January 28-29, 2015
The transportation of crude oil by rail is critical to the United States economy to help ensure energy independence and to help reduce the cost of energy for every citizen. Moving crude oil by rail provides benefits with respect to delivery of the
oil to a diverse refinery network, but with movement derives several transportation risks. In general, there are four industry groups that can contribute and impact rail safety: producers, transporters, companies that manufacture and maintain
railroad equipment, and emergency responders. Oil and gas companies must ensure that the crude oil they ship is properly classified and loaded into a tank car designed for the product. Railroad companies must ensure the safe and expeditious
movement of crude oil in tank cars along the general railroad system of transportation. Railcar owners, lessors, and lessees must ensure that the tank cars they use to transport crude oil are properly designed and maintained. Emergency
responders must have adequate and proper training to respond to large scale oil releases, and the communities which they service must have sufficient equipment to combat a worst case spill. This course will cover the multiple facets of this
important issue from current effects on the industry to the potential future outcomes.

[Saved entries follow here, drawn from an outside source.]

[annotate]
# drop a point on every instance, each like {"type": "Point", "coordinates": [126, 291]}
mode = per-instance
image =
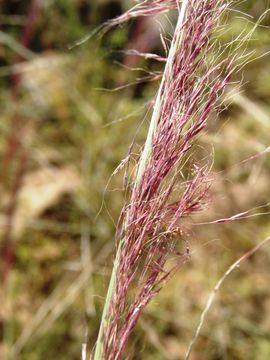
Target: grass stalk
{"type": "Point", "coordinates": [146, 154]}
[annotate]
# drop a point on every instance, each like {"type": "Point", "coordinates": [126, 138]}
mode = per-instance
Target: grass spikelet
{"type": "Point", "coordinates": [163, 192]}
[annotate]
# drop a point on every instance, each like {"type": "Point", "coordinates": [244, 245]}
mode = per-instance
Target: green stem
{"type": "Point", "coordinates": [146, 154]}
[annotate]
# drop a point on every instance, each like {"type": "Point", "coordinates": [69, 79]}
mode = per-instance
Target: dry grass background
{"type": "Point", "coordinates": [62, 136]}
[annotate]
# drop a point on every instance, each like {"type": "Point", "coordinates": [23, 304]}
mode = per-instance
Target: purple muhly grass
{"type": "Point", "coordinates": [191, 85]}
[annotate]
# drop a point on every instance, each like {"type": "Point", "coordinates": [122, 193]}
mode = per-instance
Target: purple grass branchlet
{"type": "Point", "coordinates": [164, 192]}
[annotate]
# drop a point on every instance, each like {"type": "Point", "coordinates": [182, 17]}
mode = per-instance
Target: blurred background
{"type": "Point", "coordinates": [68, 117]}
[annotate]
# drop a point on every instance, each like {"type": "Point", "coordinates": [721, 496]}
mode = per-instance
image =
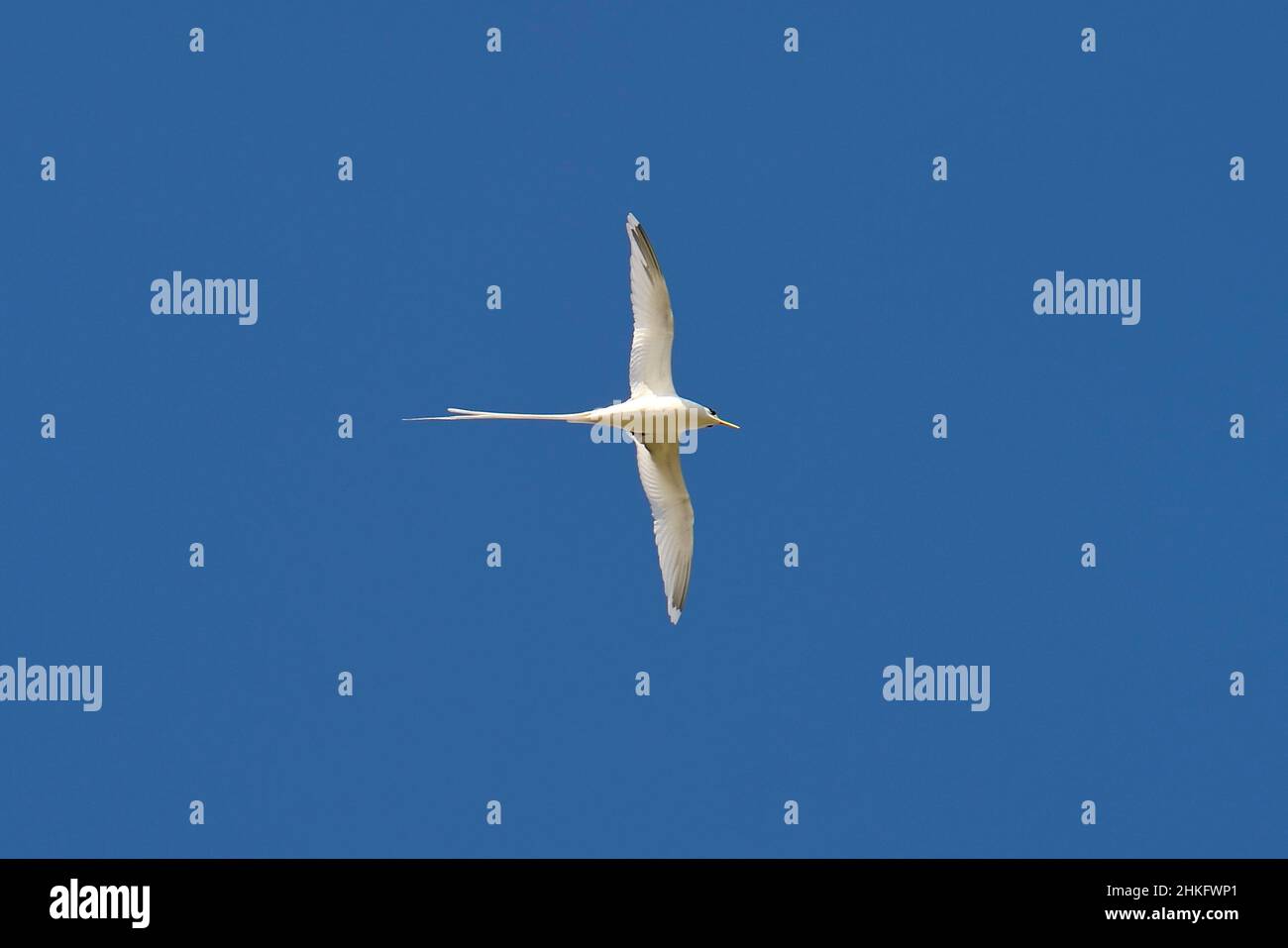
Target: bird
{"type": "Point", "coordinates": [656, 419]}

The instructors will help explain the current strengths and opportunities in rail safety. Over the course of a day and a half, participants will learn about the methods used to test and classify oil for shipment. They will discuss the Department of Transportation regulations and emergency orders as well as the benefits of recent changes to railroad operations and tank car design. By the end of the course, attendees will understand the issues surrounding crude oil transportation by rail, the importance of needed railroad and tank car safety improvements, and the importance of emergency response preparation
with respect to a large scale oil release.